É, quem dera fosse apenas uma música de ninar, mas não há maneira melhor de descrever o movimento das meninas da cara preta (aka Gonguro), um perigo real e imediato à estética.

Elas literalmente escureceram a cor da pele através de bronzeamento artificiais ou produtos baratos para bronzeamento (hellooo cenoura e bronze) ou até mesmo – pasmem – aplicando produtos para polir sapatos no rosto. Não bastasse apenas escurecer a pele, a maquiagem ainda inclui círculos brancos em volta dos olhos e boca, deixando o look ainda mais bizarro, ou para os mais bem intencionados, parecidas com um urso panda. Para completar, cabelos completamente oxigenados que vai do laranja-loiro ao prateado.

Pelas ruas de Shibuya já passaram muitas tribos, mas nenhuma foi tão extrema quanto às Gonguro (que significa literalmente “cara preta” na linguagem das Gals).
Desde 1990 as colegiais conhecidas como Kogals já vinham escurecendo o tom da pele por meio de bronzeamento. E antes das Gonguro, houve um breve movimento, chamado Ganguro em que as meninas apenas tinham um bronzeado muito forte e marcante. O termo Gon veio depois com os looks mais hardcores.

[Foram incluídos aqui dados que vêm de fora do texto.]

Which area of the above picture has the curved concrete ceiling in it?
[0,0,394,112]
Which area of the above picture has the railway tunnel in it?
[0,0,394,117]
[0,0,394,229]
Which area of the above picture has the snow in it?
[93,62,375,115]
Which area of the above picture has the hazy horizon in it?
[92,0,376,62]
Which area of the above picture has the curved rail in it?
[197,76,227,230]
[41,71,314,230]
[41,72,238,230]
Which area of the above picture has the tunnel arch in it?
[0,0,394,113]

Por séculos a pele branca como porcelana foi o ideal de beleza japonesa. As Gonguro Romperam essa barreira ao ponto de customizar tudo, até mesmo a cor da pele.

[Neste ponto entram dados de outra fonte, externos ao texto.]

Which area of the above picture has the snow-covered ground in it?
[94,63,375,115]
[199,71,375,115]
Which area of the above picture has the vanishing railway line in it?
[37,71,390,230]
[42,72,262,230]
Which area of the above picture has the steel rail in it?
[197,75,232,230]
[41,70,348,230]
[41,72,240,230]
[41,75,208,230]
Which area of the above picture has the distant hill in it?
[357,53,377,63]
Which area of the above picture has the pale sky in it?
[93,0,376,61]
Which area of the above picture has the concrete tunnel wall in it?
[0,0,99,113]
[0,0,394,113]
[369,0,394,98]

Agora, um pouco de história:

Tudo começou com a extremista fashion Buriteri. Em 1999, começou a circular em Shibuya rumores sobre uma garota que havia criado um estilo completamente diferente, algo entre a genialidade e a insanidade. Pouco tempo depois ela estava estampando matérias da revista Egg (pioneira entre as revistas Gals). Aliás, Buriteri nunca mostrou seu rosto sem a maquiagem porque ela se considera tímida demais.

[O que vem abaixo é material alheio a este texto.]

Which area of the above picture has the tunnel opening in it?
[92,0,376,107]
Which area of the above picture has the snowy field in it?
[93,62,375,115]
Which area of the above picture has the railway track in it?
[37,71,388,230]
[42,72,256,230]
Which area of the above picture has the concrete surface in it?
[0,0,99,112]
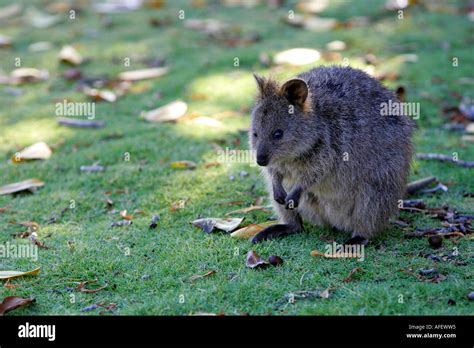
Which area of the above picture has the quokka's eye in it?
[272,129,283,140]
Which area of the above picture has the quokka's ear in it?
[253,74,278,98]
[280,79,309,109]
[253,73,265,94]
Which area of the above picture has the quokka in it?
[249,66,414,244]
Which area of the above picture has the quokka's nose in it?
[257,155,268,167]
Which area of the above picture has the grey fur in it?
[249,66,414,242]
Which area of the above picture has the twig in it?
[416,153,474,168]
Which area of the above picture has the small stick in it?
[416,153,474,168]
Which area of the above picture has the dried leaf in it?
[9,68,49,85]
[59,45,84,65]
[12,142,52,163]
[191,218,244,233]
[0,296,34,315]
[170,160,197,169]
[189,270,216,282]
[79,165,105,172]
[0,267,40,280]
[273,48,321,66]
[140,100,188,122]
[225,205,271,216]
[170,198,188,211]
[83,87,117,103]
[343,267,362,283]
[110,220,133,227]
[58,117,105,128]
[245,250,269,269]
[148,215,160,229]
[118,67,169,81]
[120,210,133,220]
[230,221,278,239]
[76,280,107,294]
[0,179,44,196]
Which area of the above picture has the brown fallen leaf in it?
[120,210,133,220]
[0,179,44,196]
[230,221,278,239]
[118,67,169,81]
[110,220,133,227]
[170,198,189,211]
[12,142,52,163]
[170,160,197,169]
[3,279,21,289]
[0,296,35,315]
[82,87,117,103]
[9,68,49,85]
[245,250,270,269]
[140,100,188,122]
[0,267,40,280]
[28,232,49,249]
[16,221,39,233]
[191,218,244,233]
[189,270,216,282]
[273,48,321,66]
[342,267,362,283]
[59,45,84,65]
[58,117,105,128]
[204,162,221,168]
[76,280,107,294]
[225,205,271,216]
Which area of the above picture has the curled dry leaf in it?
[0,296,34,315]
[0,179,44,196]
[79,165,105,172]
[170,160,197,169]
[110,220,132,227]
[343,267,362,283]
[83,87,117,103]
[273,48,321,66]
[140,100,188,122]
[191,218,244,233]
[120,210,133,220]
[58,117,105,128]
[76,280,107,294]
[189,270,216,282]
[119,67,169,81]
[59,45,84,65]
[149,215,160,229]
[230,221,278,239]
[225,205,271,215]
[9,68,49,85]
[12,142,52,163]
[0,267,40,280]
[245,250,269,269]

Nessa época, os salões de bronzeamento, conhecidos como Blacky viraram ícones. Eles inspiraram garotas colegiais a criarem looks extremos. Saias curtas ficaram ainda mais curtas. As cores mais intensas. E nos pés, saltos plataformas gigantes.

Mudar apenas a cor da pele já seria um suicídio social, mas as Gonguro estavam se agrupando e ganhando força. A cultura hip-hop já influenciava a juventude que admirava a cultura negra e o desejo de pertencer à ela. Algo compreensível, visto que a cultura japonesa sempre foi muito reprimida, focada no coletivo e inibindo a individualidade. Se destacar no meio de tantos pares é uma tarefa e tanto.
Por bem ou por mal, foi exatamete o que as Gonguro conseguiram: se destacar em qualquer lugar que estivessem. Mas mesmo que esse grupo fosse evitado ou temido pela população em geral, Buriteri e suas amigas se tornaram celebridades no Japão. Porém, esse sucesso foi bem curto. A imprensa se referia à elas como “garotas sujas”, o que não é verdadeiro segundo Mizuno – adepta do estilo – que diz ” na verdade passamos horas no banheiro fazendo nossa maquiagem. Não é fácil conseguir montar esse look. Mentiram dizendo que éramos prostitutas, que tínhamos AIDS…mas a verdade é que por conta do nosso estilo, não conseguíamos arrumar parceiros”.


Muitos fatores ajudaram a encerrar a curta duração desse estilo, que no início de 2001 já havia perecido. Inclusive Buriteri largou o estilo, dizendo depois ” Não foi por conta da família, mas eu decidi largar esse estilo pela maneira como as outras pessoas me viam. Elas apontavam para mim na rua e gritavam enojadas “Barata” ou “Que doente!”. Meus amigos e eu decidimos que nunca seríamos adultos que julgariam as pessoas pela maneira como elas se vestem”.